Recent data reveals that Apple has reentered the top five smartphone manufacturers in China, thanks in part to the popularity of the iPhone 16. However, Apple’s growth rate still lags behind that of its local competitor, Huawei. According to data from International Data Corporation (IDC), Apple ranked second in the third quarter with a market share of 15.6%, down from 16.1% in the same period last year. Notably, Apple’s year-over-year shipment growth in China remained flat during this quarter. In contrast, Huawei held the third position with a 15.3% market share, but it reported an impressive 42% year-over-year growth in smartphone shipments, indicating a continued recovery in the world’s largest smartphone market.

In other news, U.S. bank strategists have noted a significant influx of funds into gold, marking the highest weekly investment in four years. Michael Hartnett, leading the team, commented on how investors are turning to gold as a hedge against inflation and rising populism ahead of the presidential election.
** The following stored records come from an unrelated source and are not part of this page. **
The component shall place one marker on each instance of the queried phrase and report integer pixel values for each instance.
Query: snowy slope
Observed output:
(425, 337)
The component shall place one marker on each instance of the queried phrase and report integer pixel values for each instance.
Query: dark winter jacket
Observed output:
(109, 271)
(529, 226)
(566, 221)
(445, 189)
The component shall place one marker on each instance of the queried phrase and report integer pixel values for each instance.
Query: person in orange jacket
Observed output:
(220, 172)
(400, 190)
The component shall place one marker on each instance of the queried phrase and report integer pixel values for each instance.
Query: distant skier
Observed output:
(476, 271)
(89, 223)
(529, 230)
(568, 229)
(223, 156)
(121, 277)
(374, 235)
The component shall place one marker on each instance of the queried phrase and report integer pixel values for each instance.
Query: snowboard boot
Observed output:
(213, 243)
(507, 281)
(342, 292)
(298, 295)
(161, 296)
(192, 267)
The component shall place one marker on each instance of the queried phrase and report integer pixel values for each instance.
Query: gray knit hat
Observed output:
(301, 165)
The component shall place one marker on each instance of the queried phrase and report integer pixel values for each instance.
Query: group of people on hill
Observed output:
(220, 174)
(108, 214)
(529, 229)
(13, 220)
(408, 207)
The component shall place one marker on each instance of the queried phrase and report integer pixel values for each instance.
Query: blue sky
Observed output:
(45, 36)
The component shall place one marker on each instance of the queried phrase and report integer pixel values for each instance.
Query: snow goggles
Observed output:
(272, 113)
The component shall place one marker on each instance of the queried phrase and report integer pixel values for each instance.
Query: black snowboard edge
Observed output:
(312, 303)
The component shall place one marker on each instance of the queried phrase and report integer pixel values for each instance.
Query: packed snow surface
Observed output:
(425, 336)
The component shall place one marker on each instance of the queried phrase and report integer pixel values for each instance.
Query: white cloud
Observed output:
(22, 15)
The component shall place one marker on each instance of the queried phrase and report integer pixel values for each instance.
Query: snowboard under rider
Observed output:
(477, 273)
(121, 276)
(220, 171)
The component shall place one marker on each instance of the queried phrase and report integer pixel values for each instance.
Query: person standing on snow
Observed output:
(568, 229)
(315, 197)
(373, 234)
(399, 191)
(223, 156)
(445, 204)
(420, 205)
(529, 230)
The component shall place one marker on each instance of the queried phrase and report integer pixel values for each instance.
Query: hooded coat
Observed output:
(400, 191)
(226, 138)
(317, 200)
On October 23, gold prices reached historic highs, accompanied by the largest influx into gold funds since July 2020. This strategic move by investors is largely attributed to the potential for Donald Trump to win the election, which could trigger inflationary pressures, increase budget deficits, and pose new trade challenges with China, all while boosting the dollar’s value.

Meanwhile, New York Community Bank (NYCB) reported a loss in the third quarter, primarily due to the need to increase reserves for potential loan losses. The bank is navigating significant risks associated with the troubled commercial real estate (CRE) market, which has been adversely affected by rising office vacancy rates and escalating refinancing costs in the wake of the pandemic. NYCB set aside $242 million for credit losses this quarter, a sharp rise from $62 million a year earlier, marking its fourth consecutive quarterly loss. The bank posted a net loss of $289 million, or 79 cents per share, compared to a profit of $199 million, or 81 cents per share, a year prior.

Lastly, there has been a substantial influx of funds into U.S. money market funds as of the week ending October 23. Investors are drawn to these safer assets amidst uncertainties surrounding the presidential election and reassessments of the Federal Reserve’s interest rate outlook. According to LSEG data, net purchases of money market funds reached $29.98 billion, marking the fourth consecutive week of net inflows. Conversely, riskier equity funds saw a net outflow of $2.54 billion, ending a three-week streak of purchases. On a positive note, U.S. sector equity funds attracted inflows for the second consecutive week, tallying $1.03 billion. Investors also favored funds in non-essential consumer goods, gold and precious metals, and communication services, with respective values of $802 million, $677 million, and $599 million.